Description
Named Entity Recognition annotators allow for a generic model to be trained by using a Deep Learning architecture (Char CNNs - BiLSTM - CRF - word embeddings) inspired on a former state of the art model for NER: Chiu & Nicols, Named Entity Recognition with Bidirectional LSTM,CNN.

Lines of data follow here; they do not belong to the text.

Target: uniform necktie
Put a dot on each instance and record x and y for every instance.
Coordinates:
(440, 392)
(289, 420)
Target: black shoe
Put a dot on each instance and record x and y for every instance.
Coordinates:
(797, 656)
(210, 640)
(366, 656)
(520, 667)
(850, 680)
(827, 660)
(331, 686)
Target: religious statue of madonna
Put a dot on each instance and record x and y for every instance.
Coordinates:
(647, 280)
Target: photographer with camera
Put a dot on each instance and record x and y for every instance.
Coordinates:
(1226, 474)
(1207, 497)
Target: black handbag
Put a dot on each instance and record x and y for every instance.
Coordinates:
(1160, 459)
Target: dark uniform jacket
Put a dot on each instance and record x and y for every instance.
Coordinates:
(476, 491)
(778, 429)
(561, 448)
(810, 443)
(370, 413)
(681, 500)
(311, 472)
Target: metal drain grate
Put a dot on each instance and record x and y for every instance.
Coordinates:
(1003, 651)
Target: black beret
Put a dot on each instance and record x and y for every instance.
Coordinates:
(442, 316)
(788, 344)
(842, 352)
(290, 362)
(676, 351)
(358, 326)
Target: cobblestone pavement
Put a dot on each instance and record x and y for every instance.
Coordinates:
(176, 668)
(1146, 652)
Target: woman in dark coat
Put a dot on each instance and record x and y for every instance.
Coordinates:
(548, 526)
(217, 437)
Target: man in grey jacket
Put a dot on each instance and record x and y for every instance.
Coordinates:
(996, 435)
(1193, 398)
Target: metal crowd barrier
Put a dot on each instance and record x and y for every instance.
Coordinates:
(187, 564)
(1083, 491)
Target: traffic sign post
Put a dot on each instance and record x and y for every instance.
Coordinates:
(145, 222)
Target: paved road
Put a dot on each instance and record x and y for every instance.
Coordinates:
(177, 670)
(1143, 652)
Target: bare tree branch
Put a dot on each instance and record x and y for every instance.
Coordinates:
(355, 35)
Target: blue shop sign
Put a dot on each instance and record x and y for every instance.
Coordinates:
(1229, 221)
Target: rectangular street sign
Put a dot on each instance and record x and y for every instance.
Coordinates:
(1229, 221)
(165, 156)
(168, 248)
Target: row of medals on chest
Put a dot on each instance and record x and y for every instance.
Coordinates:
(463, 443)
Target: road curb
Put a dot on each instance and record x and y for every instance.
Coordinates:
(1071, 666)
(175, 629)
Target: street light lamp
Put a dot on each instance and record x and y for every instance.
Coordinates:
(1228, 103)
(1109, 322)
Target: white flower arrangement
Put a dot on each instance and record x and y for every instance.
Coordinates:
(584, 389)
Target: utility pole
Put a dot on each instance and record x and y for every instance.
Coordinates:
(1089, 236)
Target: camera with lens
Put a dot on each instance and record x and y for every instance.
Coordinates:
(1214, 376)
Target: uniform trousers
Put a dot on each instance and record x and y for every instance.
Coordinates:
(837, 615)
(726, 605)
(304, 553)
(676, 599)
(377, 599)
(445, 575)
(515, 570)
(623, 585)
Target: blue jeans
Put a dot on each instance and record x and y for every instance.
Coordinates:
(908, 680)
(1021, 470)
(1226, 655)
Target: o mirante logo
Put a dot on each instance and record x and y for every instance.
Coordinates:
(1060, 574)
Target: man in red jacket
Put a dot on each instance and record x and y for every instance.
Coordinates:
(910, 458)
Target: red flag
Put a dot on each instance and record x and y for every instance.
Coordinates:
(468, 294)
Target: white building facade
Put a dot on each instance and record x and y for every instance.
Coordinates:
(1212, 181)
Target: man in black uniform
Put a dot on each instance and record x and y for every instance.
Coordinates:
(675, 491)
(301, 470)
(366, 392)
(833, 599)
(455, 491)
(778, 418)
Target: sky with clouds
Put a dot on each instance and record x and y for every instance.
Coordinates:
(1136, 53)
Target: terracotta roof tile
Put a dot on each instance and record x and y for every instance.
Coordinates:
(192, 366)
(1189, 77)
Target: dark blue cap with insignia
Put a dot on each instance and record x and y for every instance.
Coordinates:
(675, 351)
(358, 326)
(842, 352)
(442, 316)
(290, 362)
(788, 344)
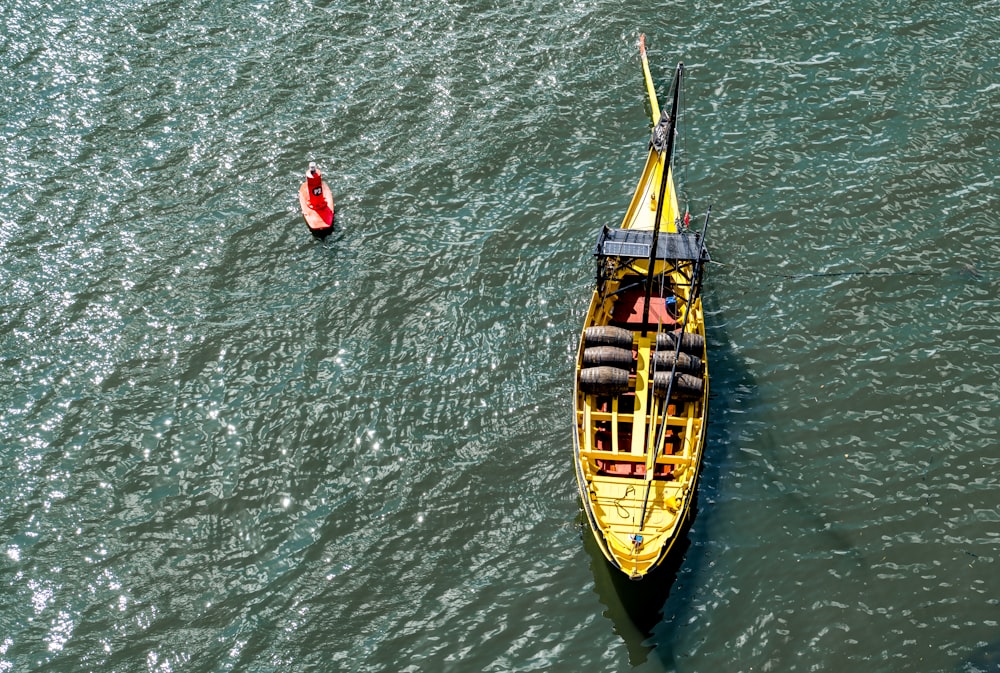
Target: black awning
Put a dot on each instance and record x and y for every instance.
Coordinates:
(635, 244)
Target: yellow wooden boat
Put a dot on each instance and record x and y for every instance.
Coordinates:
(641, 392)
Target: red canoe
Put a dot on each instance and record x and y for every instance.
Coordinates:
(317, 211)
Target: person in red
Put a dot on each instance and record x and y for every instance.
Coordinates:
(316, 201)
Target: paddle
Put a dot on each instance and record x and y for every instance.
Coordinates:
(666, 154)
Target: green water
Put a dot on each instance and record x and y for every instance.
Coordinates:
(226, 446)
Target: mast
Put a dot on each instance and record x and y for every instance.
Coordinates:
(665, 146)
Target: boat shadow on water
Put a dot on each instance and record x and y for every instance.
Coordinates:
(635, 608)
(646, 614)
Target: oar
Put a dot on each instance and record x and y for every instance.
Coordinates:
(666, 155)
(650, 89)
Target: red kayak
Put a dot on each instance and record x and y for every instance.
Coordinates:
(316, 201)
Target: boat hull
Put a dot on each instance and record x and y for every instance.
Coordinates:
(320, 222)
(642, 384)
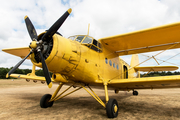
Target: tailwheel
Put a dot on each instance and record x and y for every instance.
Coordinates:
(135, 93)
(112, 108)
(44, 102)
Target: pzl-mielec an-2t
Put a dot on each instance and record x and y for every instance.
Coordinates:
(84, 62)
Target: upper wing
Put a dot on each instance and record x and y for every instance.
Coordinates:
(154, 39)
(21, 52)
(31, 77)
(146, 83)
(155, 68)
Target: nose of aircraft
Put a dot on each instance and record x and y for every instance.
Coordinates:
(41, 45)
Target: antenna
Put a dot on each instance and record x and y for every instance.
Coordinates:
(88, 28)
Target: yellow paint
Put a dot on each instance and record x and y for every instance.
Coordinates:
(33, 44)
(98, 63)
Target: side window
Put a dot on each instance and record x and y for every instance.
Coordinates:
(110, 63)
(106, 60)
(79, 38)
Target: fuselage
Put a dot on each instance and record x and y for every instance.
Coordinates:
(81, 58)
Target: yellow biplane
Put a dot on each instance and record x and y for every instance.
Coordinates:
(81, 61)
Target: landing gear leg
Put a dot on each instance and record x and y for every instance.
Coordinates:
(112, 108)
(135, 93)
(111, 104)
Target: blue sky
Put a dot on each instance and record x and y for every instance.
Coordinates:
(106, 18)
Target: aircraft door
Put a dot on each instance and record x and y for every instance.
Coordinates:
(125, 70)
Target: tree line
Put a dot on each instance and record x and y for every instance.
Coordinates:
(4, 71)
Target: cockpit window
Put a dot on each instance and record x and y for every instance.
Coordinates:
(72, 37)
(87, 40)
(79, 38)
(96, 46)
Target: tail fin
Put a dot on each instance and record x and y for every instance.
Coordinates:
(134, 63)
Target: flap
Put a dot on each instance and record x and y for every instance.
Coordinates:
(156, 68)
(146, 83)
(148, 40)
(20, 52)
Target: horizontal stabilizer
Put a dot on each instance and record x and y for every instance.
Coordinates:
(148, 40)
(155, 68)
(20, 52)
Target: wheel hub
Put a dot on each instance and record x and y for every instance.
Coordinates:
(115, 108)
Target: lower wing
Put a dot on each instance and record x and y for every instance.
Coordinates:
(146, 83)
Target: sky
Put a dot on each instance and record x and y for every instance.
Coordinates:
(106, 18)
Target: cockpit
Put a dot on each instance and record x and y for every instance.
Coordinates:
(88, 41)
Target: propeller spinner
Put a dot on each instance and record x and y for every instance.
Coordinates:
(36, 46)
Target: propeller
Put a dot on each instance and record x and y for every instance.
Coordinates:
(36, 46)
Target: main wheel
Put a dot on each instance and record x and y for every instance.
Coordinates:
(44, 102)
(135, 93)
(112, 108)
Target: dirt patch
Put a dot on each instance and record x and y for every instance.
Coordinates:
(20, 100)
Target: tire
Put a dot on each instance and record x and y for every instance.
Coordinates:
(44, 102)
(135, 93)
(112, 108)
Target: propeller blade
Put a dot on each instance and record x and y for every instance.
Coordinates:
(17, 65)
(30, 28)
(53, 29)
(45, 70)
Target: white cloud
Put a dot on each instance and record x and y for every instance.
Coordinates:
(106, 17)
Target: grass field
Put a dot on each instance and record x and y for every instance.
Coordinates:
(20, 100)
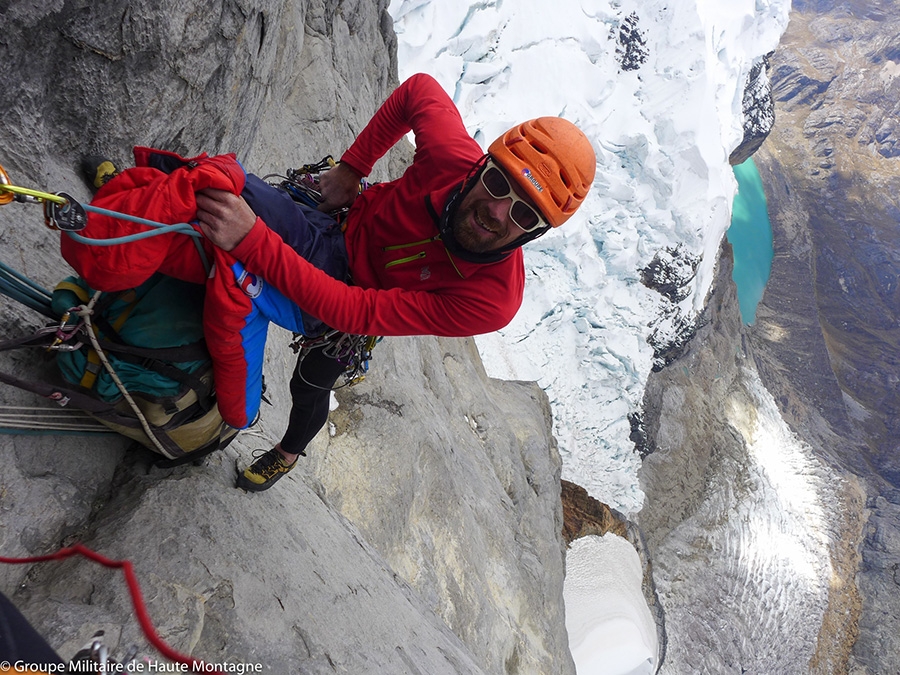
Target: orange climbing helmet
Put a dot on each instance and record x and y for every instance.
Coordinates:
(553, 163)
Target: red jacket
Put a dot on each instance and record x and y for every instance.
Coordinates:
(405, 282)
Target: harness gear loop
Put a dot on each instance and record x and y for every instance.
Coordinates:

Deidentification NER (Arabic) is a Named Entity Recognition model that annotates text to find protected health information that may need to be de-identified. It detects 17 entities. This NER model is trained with a combination of custom datasets, and several data augmentation mechanisms. This model uses CamelBERT Arabic Embeddings.
Predicted Entities
PATIENT
, HOSPITAL
, DATE
, ORGANIZATION
, CITY
, STREET
, USERNAME
, SEX
, IDNUM
, EMAIL
, ZIP
, MEDICALRECORD
, PROFESSION
, PHONE
, COUNTRY
, DOCTOR
, AGE
How to use
documentAssembler = DocumentAssembler()\
.setInputCol("text")\
.setOutputCol("document")
sentenceDetector = SentenceDetectorDLModel.pretrained("sentence_detector_dl", "xx")\
.setInputCols(["document"])\
.setOutputCol("sentence")
tokenizer = Tokenizer()\
.setInputCols(["sentence"])\
.setOutputCol("token")
embeddings = BertEmbeddings.pretrained("bert_embeddings_base_arabic_camel_msa","ar") \
.setInputCols(["document", "token"]) \
.setOutputCol("embeddings")
clinical_ner = MedicalNerModel.pretrained("ner_deid_subentity_camelbert", "ar", "clinical/models")\
.setInputCols(["sentence","token","embeddings"])\
.setOutputCol("ner")
ner_converter = NerConverterInternal()\
.setInputCols(["sentence","token","ner"])\
.setOutputCol("ner_chunk")
nlpPipeline = Pipeline(
stages=[
documentAssembler,
sentenceDetector,
tokenizer,
embeddings,
clinical_ner,
ner_converter
])
text = '''
عالج الدكتور محمد المريض أحمد البالغ من العمر 55 سنة في 15/05/2000 في مستشفى مدينة الرباط. رقم هاتفه هو 0610948234 وبريده الإلكتروني
abcd@gmail.com.
'''
data = spark.createDataFrame([[text]]).toDF("text")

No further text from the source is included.